Triplett Marcus A, Gajowa Marta, Antin Benjamin, Sadahiro Masato, Adesnik Hillel, Paninski Liam
Mortimer B. Zuckerman Mind Brain Behavior Institute, Columbia University, New York, NY, USA.
Grossman Center for the Statistics of Mind, Columbia University, New York, NY, USA.
Nat Neurosci. 2025 Sep 17. doi: 10.1038/s41593-025-02053-7.

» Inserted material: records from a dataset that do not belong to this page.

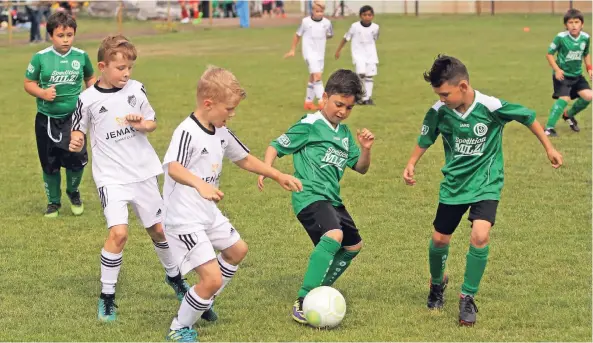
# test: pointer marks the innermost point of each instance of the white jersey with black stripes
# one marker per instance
(200, 151)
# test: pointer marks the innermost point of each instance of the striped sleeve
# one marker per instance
(80, 118)
(181, 148)
(235, 149)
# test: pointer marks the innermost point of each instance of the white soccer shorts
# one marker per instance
(315, 65)
(366, 69)
(193, 245)
(144, 196)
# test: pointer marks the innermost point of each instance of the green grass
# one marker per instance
(537, 285)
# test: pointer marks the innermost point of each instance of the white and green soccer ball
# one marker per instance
(324, 307)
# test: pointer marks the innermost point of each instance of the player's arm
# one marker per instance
(509, 112)
(428, 135)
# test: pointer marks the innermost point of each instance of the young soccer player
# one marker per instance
(315, 31)
(194, 226)
(55, 77)
(125, 166)
(572, 48)
(322, 147)
(471, 125)
(363, 34)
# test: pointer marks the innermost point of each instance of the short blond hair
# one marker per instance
(114, 44)
(219, 84)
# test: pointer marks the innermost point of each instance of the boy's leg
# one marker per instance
(320, 219)
(483, 216)
(198, 255)
(446, 221)
(50, 165)
(351, 246)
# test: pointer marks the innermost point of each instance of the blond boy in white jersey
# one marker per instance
(363, 35)
(315, 30)
(194, 225)
(125, 166)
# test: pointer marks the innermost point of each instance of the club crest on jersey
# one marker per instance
(480, 129)
(132, 100)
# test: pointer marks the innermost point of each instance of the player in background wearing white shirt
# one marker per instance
(194, 225)
(363, 34)
(125, 166)
(315, 31)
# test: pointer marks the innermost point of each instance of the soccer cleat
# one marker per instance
(182, 335)
(209, 315)
(297, 311)
(310, 106)
(436, 298)
(52, 210)
(75, 203)
(571, 121)
(106, 309)
(179, 285)
(467, 310)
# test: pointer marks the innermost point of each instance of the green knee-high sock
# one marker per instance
(578, 106)
(73, 179)
(474, 269)
(319, 263)
(555, 113)
(342, 260)
(437, 257)
(52, 187)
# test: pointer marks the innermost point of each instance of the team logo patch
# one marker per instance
(345, 143)
(424, 130)
(132, 100)
(283, 140)
(480, 129)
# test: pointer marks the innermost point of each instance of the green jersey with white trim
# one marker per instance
(320, 155)
(474, 167)
(570, 51)
(67, 72)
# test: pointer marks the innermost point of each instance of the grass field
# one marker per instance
(537, 285)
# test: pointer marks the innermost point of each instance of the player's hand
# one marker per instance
(555, 158)
(365, 138)
(290, 183)
(409, 175)
(76, 143)
(209, 192)
(260, 182)
(49, 94)
(136, 121)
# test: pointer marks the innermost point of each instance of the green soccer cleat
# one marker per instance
(106, 309)
(179, 285)
(52, 210)
(182, 335)
(76, 205)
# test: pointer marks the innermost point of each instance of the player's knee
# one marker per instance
(336, 235)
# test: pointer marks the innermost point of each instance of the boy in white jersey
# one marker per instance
(194, 226)
(125, 166)
(315, 31)
(363, 34)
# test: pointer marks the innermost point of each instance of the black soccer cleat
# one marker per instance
(436, 297)
(571, 121)
(467, 310)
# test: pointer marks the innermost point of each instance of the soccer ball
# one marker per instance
(324, 307)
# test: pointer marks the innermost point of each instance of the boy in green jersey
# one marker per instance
(572, 47)
(55, 77)
(471, 125)
(322, 148)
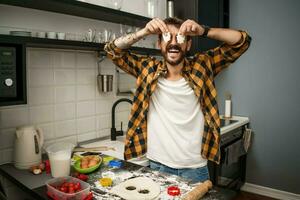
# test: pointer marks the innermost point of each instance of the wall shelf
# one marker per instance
(67, 44)
(82, 9)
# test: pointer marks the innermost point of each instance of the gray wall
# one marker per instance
(265, 86)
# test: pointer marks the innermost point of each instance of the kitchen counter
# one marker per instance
(237, 122)
(34, 185)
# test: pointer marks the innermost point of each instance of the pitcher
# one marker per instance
(28, 144)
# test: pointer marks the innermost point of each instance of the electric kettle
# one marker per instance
(28, 144)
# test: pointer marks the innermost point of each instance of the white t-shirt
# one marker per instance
(175, 125)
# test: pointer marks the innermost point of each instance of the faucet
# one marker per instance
(113, 132)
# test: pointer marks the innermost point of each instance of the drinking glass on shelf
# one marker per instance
(117, 4)
(106, 35)
(152, 6)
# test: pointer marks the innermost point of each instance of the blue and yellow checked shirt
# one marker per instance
(199, 70)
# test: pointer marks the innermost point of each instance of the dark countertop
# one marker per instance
(35, 184)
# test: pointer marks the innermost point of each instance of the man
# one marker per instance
(174, 117)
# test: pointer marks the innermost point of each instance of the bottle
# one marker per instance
(170, 8)
(227, 105)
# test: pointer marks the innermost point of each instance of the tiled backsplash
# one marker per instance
(63, 99)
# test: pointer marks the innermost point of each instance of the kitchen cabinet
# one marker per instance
(80, 9)
(69, 7)
(214, 13)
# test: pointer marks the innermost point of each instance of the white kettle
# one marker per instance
(28, 145)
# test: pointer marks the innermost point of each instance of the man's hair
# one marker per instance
(175, 22)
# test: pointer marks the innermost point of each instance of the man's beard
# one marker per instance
(177, 48)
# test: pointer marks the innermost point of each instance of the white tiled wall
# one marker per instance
(63, 99)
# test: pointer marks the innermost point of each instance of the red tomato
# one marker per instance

Discovering how computations are implemented in the brain at the level of monosynaptic connectivity requires probing for connections from potentially thousands of presynaptic candidate neurons. Two-photon optogenetics is a promising technology for mapping such connectivity via sequential stimulation of individual neurons while recording postsynaptic responses intracellularly. However, this technique is currently not scalable because stimulating neurons one by one requires prohibitively long experiments. Here we developed novel computational tools that, when combined, enable learning of monosynaptic connectivity from high-speed holographic ensemble stimulation. First, we developed a model-based compressed sensing algorithm that identifies connections from postsynaptic responses evoked by stimulating many neurons at once, greatly increasing mapping efficiency. Second, we developed a deep-learning method that isolates the postsynaptic response to each stimulus, allowing stimulation to rapidly switch between ensembles without waiting for the postsynaptic response to return to baseline. Together, our system increases the throughput of connectivity mapping by an order of magnitude, facilitating discovery of the circuitry underlying neural computations.
要在单突触连接水平上发现大脑如何实现计算功能,需要探寻来自潜在数千个突触前候选神经元的连接。双光子光遗传学是一种很有前景的技术,可通过在细胞内记录突触后反应的同时对单个神经元进行顺序刺激来绘制这种连接图谱。然而,该技术目前无法扩展,因为逐个刺激神经元需要过长的实验时间。在这里,我们开发了新颖的计算工具,将其结合使用能够从高速全息集成刺激中学习单突触连接。首先,我们开发了一种基于模型的压缩感知算法,该算法可从同时刺激多个神经元诱发的突触后反应中识别连接,大大提高了映射效率。其次,我们开发了一种深度学习方法,可分离对每个刺激的突触后反应,使刺激能够在不同组之间快速切换,而无需等待突触后反应恢复到基线。我们的系统共同将连接图谱的通量提高了一个数量级,有助于发现神经计算背后的神经回路。